Let’s discover Bear Hill!

24 June 2019

Once upon a time there were two brown bears from Switzerland, from the Zurich Langenberg Park. It was the month of June 1971 and Doris and Daniel were the first brown bears to set foot in the Han-sur-Lesse Widlife Park.

It had all started a year earlier when the Company of the Caves of Han had created a Nature Reserve to preserve the unspoilt natural environment of the massif that houses the Caves of Han. This is how the Wildlife Park was first opened to the public on 13 July 1970. At the time, the Park management harboured a dream… to be able the welcome a couple of brown bears! Their dream came true when Doris and Daniel arrived in the Park. 

Years later, Etienne Brunelle, Head Keeper at our Wildlife Park, travelled through the majestic pine-clad forests of the Great North, and fell in love with its striking sceneries. There and then, he set his heart on recreating those stunning landscapes right here in our Wildlife Park, and to see brown bears roaming an environment specifically tailored to their needs. In the early winter of 2019, the Herculean task of materialising this project in order to welcome brown bears began. It is called “Bear Hill” and stretches out over nearly 5 acres of rocky areas, with countless nooks and crannies overflowing with the bears’ favourite edible plants, a pool to horse around in as well as pine forests... 

    Two brand-new, fully equipped buildings

    Located above Bear Hill, we built an area which not only serves as the bears’ sleeping quarters for the night, but also as a veterinary room, a quarantine area and as technical facilities for the bison. This project is the result of many months of intense reflection, as we were pursuing a twofold goal: create a new area for the bears, but also modernize the buildings used for the bison. It was of vital importance for us to improve their infrastructures so we can keep striving for their welfare as efficiently as possible, as the species is the subject of numerous reintroduction and preservation programs. 

    Bear Hill facts and figures:

    • A surface area of approximately 20.000 m²;
    • Almost 5.000 m³ of earth was moved in the process;
    • 400 m² of wetland;
    • 1.500 tons of limestone rocks transported to the site;
    • Over a 500 shrubs and 100 trees planted;
    • A fence that is over 4.800 m long.  

    As for safety, nothing was left to chance:  

    • A 3,5 m deep ditch;
    • Exterior fences that are 3 m high with cranked toppings and are buried 80 cm underground;
    • Electrified inside fences and electrified grass placed at strategic locations (to prevent the bears from getting too close to the ditch or the trees).

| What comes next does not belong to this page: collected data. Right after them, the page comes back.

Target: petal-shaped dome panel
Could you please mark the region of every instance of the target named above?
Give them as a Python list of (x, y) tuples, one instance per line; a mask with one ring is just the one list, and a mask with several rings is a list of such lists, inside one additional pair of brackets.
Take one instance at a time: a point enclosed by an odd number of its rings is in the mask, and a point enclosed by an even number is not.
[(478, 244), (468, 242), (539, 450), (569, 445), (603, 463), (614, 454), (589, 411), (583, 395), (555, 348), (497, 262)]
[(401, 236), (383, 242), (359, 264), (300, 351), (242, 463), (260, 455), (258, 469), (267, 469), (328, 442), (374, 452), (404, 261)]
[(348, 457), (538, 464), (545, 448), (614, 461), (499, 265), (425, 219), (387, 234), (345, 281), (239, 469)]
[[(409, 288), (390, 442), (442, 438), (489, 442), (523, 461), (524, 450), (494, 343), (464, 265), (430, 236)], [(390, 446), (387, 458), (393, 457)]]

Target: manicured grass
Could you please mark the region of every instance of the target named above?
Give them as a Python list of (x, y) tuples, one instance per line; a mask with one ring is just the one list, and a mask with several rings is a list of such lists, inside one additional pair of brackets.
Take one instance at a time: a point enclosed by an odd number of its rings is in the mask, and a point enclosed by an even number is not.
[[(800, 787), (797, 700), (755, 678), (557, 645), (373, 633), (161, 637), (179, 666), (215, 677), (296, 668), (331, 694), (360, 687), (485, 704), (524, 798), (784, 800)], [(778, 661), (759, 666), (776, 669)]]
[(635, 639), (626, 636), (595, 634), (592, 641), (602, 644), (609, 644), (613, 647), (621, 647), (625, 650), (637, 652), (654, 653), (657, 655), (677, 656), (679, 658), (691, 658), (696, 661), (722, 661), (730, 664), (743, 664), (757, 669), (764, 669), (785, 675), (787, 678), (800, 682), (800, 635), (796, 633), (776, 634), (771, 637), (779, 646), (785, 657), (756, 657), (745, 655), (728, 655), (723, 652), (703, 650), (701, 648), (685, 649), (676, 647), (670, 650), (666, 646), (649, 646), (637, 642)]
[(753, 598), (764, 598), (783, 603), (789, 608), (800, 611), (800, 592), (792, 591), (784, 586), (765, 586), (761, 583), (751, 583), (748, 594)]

    Our 3 young bears have finally arrived!

    The 3 male bears are a year and a half old. Their weight varies between 66 kg and 120 kg. This is quite impressive, even more so because the cubs only weigh 500 gr at birth. It takes the mother bear a year and a half to wean them, and then it is time for them to fly the nest. 

    Two of the bears are from the Copenhagen Zoo (Denmark) while the third bear comes from the Boras Djurpark in Sweden. It’s the Dutch firm EKIPA (which specialises in animal transport) that took care of their transfer to Han-sur-Lesse, in a temperature-controlled lorry. The 3 bears are part of a European Studbook (ESB); basically a species’ family tree. The Studbook keeper collects all the data pertaining to the species he is in charge of (births, deaths, transfers, etc.) from all the European Wildlife Parks. After spending 2 weeks in quarantine, they finally got to discover “Bear Hill”, their tailor-made living area. Our three bears Björn, Olof and Jojo are enjoying life in Han-sur-Lesse and our visitors are endeared and amused by the three bears’ playful frolicking. 

    Although the European brown bear is not a threatened species, it is nevertheless a protected one. There are currently about 17.000 brown bears in Europe. The cohabitation between man and bear is not always easy: often they tend to occupy the same territories and the activities of one species tend to encroach upon those of the other. Fortunately, there are many examples of successful cohabitation!

    Bears can be found in the Pyreneans, in the Italian provinces of Abruzzo and Trentino, in the Dinaric Alps, in Slovenia as well as in the Carpathians (which stretch across Roumania, Slovenia, Poland and the Ukraine). The Carpathian Mountain range houses half of the European brown bear population. 

      In September 2019, the sleuth of bears (yes, this really is the official name for a group of bears) welcomed a new arrival, Mufko, an orphaned bear saved in the nick of time by a bear sanctuary in Slovakia.